2. `docs/REQUIREMENTS.md` — replace the "Local-only on purpose" line 36 and the "Threat model" line 39 with the v1 posture. Update NFR-1 (line 154) to reflect that auth IS now part of the contract. Update §6 (FRs) to add an "Auth boundary" subsection. Update §11 (Roadmap) to note that SP24 lands the auth posture and SP23 is a separate future decision.
3. `docs/ARCHITECTURE.md` — replace line 16 and line 703. Add an "Auth" section to the module map (`cyclone.auth` package, the `matrix_gate` dependency, the conftest bypass). Update the migrations table to list 0013 and 0014 and explain why the renumbering on the SP22 branch was necessary.
4. The three Cyclone superpowers skills under `.superpowers/skills/` that describe tests, routing, and spec shape: each gets a one-paragraph addendum.
5. `cyclone serve` startup log: emit a `WARNING: AUTH_DISABLED` line if `cyclone.auth.deps.AUTH_DISABLED` is `True` at boot. The flag is off by default; only the conftest flips it.
## 6. Verification
- The three top-level docs no longer contain "no auth" / "no authentication" / "no second party to authenticate" claims that are false.

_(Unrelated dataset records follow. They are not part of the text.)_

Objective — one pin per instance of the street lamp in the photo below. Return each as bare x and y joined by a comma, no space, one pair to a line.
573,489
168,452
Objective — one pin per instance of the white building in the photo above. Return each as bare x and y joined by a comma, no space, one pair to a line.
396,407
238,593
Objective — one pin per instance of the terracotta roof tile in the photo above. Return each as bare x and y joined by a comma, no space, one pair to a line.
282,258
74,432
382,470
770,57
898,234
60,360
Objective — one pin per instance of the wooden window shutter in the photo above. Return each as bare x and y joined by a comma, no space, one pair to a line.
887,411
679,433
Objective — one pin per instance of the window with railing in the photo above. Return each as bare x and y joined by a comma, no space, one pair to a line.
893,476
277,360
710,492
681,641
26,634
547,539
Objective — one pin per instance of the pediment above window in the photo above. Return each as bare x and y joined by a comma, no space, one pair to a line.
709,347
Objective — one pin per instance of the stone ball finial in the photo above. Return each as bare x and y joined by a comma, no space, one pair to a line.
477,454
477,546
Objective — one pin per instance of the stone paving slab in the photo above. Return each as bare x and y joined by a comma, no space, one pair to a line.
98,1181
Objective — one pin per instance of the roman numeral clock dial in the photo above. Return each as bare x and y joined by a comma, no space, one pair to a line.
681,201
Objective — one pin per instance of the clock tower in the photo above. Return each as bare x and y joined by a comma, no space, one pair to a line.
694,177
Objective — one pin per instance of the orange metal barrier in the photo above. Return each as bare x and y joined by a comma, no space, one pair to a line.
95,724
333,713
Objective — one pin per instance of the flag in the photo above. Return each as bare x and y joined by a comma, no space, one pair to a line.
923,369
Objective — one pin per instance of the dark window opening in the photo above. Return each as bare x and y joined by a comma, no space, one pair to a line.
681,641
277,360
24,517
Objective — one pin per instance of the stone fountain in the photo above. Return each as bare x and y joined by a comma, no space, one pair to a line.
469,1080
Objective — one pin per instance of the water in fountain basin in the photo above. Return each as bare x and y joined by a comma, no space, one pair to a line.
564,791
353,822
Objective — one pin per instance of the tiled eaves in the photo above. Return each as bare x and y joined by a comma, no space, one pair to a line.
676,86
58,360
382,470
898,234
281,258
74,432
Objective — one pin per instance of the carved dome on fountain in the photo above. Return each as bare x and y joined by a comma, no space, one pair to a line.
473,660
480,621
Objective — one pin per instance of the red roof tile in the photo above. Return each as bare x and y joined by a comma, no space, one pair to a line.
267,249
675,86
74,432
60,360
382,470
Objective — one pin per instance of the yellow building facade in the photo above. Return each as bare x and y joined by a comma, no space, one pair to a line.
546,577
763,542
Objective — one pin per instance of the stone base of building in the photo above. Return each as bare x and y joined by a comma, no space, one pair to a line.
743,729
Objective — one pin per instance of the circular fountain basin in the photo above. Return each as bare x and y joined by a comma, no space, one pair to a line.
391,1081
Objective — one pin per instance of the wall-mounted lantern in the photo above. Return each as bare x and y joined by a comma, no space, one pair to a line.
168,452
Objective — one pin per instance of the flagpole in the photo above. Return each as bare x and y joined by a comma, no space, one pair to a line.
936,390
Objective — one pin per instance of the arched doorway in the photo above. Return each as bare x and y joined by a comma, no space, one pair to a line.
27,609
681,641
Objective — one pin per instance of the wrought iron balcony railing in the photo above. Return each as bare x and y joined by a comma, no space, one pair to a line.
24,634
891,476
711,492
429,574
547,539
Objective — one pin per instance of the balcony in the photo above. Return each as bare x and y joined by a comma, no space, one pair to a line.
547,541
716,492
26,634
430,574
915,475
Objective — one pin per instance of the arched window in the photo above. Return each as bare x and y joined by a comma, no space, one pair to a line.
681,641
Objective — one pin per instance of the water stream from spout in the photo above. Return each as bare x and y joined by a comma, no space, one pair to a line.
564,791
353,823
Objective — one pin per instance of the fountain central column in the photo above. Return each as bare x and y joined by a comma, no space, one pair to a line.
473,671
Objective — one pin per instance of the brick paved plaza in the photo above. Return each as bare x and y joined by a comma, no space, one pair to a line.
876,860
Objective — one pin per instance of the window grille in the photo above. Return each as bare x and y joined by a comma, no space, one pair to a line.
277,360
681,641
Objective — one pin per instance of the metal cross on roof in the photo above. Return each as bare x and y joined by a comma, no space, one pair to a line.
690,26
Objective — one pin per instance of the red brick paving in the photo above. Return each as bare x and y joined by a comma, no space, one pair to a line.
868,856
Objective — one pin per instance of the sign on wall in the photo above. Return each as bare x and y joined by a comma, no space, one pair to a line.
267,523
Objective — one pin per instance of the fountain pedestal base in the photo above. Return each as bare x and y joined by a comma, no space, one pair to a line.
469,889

- The Cyclone skills addenda are present and self-consistent.
- The startup warning fires when `AUTH_DISABLED = True` and is silent otherwise.
- The existing test suite still passes (the auth changes are in main; this SP only touches docs + the startup warning).
## 7. Out of scope
- Any new feature beyond docs + skills addenda + startup warning.
- Any change to the `users` / `sessions` / `audit_log` schema.
- Any change to the role matrix or the per-endpoint gate.
- Any change to SP23 (separate spec, separate decision).
- The CLAUDE.md contradiction is the canary; the rest of the doc set may have other places where the pre-auth claim leaked in. The implementation step sweeps `docs/` and `*.md` files under `.superpowers/skills/` for the strings "no auth", "no authentication", "single operator, single host" and either fixes them or explicitly marks them as historical context.